Saturday, May 3, 2008
Confessions of a spray-paint addict
I tried to stay away, but the urge was too powerful.
I began using spray paint in 1998, when I noticed that a studio neighbor was using it and I liked the soft edges it left in his (mostly oil) paintings. From the moment I shook my first can and hit that spray button, I was hooked! I developed all kinds of ways to make the paint dry in uneven pools, I layered it to “mix” new colors, combined it with collage and oil stick marks, sprayed through found-object and hand-cut stencils, and tried all kinds of experimental tricks. I loved it! It was like working with a giant crayon.
It also felt like a subversive way to work. I thought of gangs of kids bombing subway cars parked in silent night-time train yards. It felt like a very “non fine art” way to create.
But when I moved my studio to the basement of my home three years ago, I figured spray paint as a medium would be out. I didn’t want any chemical smells sneaking up through the floor, or lingering in my living room the way they did in my former warehouse studio. So I gave away my new or almost-new cans to a friend who’s a graffiti artist, and took the older or almost empty cans to my town’s hazardous waste disposal day. I thought my spray painting days were over.
But last week, when I accompanied my husband on a trip to the hardware store to buy some toilet repair supplies, I spied a row of sweet new Krylon colors as we passed the paint aisle. I told myself to forget it, that spray paint was out of my life forever.
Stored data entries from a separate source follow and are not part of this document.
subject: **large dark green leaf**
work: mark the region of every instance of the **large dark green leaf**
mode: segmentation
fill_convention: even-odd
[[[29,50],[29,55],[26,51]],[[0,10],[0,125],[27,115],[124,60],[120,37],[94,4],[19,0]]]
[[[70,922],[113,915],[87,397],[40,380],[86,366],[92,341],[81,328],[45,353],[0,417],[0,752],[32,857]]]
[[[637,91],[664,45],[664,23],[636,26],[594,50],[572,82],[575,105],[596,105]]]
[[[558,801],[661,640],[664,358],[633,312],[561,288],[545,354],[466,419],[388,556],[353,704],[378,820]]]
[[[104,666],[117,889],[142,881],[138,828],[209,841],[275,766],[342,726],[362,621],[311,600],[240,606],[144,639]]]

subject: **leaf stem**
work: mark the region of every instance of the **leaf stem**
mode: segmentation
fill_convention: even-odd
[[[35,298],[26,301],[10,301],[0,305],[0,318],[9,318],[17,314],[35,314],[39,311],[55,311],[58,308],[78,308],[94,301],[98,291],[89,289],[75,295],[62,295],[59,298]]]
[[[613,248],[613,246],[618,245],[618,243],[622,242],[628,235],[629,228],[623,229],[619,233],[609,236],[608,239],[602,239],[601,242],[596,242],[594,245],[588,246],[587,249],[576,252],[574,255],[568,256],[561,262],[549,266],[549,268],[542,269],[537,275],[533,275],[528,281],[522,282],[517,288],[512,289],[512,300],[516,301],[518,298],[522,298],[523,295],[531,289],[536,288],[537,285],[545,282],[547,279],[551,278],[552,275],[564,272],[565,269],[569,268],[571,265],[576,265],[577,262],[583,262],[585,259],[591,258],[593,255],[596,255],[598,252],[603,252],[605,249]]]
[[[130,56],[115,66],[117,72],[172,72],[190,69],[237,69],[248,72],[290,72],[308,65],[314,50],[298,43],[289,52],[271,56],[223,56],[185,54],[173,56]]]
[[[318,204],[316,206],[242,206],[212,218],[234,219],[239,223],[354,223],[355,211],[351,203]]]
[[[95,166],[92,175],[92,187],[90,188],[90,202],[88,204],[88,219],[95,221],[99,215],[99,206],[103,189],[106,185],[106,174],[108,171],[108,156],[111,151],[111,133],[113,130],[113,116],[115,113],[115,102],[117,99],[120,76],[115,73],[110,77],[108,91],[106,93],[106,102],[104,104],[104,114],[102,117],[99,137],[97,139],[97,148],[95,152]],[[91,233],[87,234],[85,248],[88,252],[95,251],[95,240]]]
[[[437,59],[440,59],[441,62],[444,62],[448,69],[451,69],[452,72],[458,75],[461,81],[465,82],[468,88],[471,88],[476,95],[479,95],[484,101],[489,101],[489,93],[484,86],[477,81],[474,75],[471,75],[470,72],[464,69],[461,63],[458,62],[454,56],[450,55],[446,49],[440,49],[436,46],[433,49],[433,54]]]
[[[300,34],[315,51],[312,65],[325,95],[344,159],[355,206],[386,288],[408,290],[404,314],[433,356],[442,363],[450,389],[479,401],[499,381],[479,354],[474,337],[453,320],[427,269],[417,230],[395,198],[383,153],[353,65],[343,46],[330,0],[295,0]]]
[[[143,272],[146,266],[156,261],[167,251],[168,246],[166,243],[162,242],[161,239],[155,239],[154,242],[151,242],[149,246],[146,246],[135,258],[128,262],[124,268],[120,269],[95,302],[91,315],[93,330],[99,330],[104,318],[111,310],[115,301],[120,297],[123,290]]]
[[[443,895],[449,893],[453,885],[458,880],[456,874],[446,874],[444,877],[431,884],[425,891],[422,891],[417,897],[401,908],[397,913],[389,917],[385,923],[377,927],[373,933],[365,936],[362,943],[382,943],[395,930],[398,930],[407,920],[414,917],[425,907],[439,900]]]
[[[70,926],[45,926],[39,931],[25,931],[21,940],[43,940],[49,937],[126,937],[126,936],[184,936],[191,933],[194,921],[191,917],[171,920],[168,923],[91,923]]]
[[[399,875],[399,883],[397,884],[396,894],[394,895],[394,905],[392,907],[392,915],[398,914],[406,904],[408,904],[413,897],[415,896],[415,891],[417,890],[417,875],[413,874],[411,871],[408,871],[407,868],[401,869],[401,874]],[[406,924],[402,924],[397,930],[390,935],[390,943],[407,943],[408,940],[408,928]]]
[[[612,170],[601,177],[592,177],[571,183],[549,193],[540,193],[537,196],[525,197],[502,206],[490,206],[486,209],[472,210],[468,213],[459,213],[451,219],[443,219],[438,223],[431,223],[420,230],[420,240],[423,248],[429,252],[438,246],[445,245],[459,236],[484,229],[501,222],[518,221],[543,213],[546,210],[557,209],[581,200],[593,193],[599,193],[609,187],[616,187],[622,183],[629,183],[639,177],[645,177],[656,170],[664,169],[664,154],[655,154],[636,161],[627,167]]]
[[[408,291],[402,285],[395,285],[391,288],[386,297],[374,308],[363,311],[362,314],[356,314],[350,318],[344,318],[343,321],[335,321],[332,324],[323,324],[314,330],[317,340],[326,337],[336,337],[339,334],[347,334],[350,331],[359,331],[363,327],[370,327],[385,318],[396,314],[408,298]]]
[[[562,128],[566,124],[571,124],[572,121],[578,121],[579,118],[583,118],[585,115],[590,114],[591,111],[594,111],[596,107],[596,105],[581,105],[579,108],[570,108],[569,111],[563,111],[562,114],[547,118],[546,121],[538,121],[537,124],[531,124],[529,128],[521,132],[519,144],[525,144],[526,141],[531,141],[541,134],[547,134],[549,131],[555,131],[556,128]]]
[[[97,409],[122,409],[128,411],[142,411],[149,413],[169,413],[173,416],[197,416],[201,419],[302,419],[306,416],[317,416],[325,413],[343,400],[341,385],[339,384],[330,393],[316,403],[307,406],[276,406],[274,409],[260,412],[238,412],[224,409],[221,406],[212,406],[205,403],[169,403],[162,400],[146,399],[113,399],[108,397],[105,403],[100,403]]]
But I couldn’t get that vision of the Krylon aisle out of my imagination! So this morning I found myself standing at the register of the hardware store with four cans: Periwinkle, Oxford Blue, Burgundy and Purple. My hands were trembling with excitement as I handed my money over to the cashier. I was about to re-enter the world of spray paint!
I experimented by spraying onto a small piece of cloth in my studio this afternoon – with the door opened to the back yard, two fans blasting, and wearing a respirator – and it didn’t seem bad at all down there. A few hours later, there is no lingering smell at all. So I’m going to try making one painting and see how it goes. (I’m spraying lines onto cloth and cutting it into collage pieces, rather than spraying multiple layers onto the surface of the entire canvas, so it should be less intense than some of the other spray-painted series I’ve made.)
So it seems that I’m a spray-paint artist once again!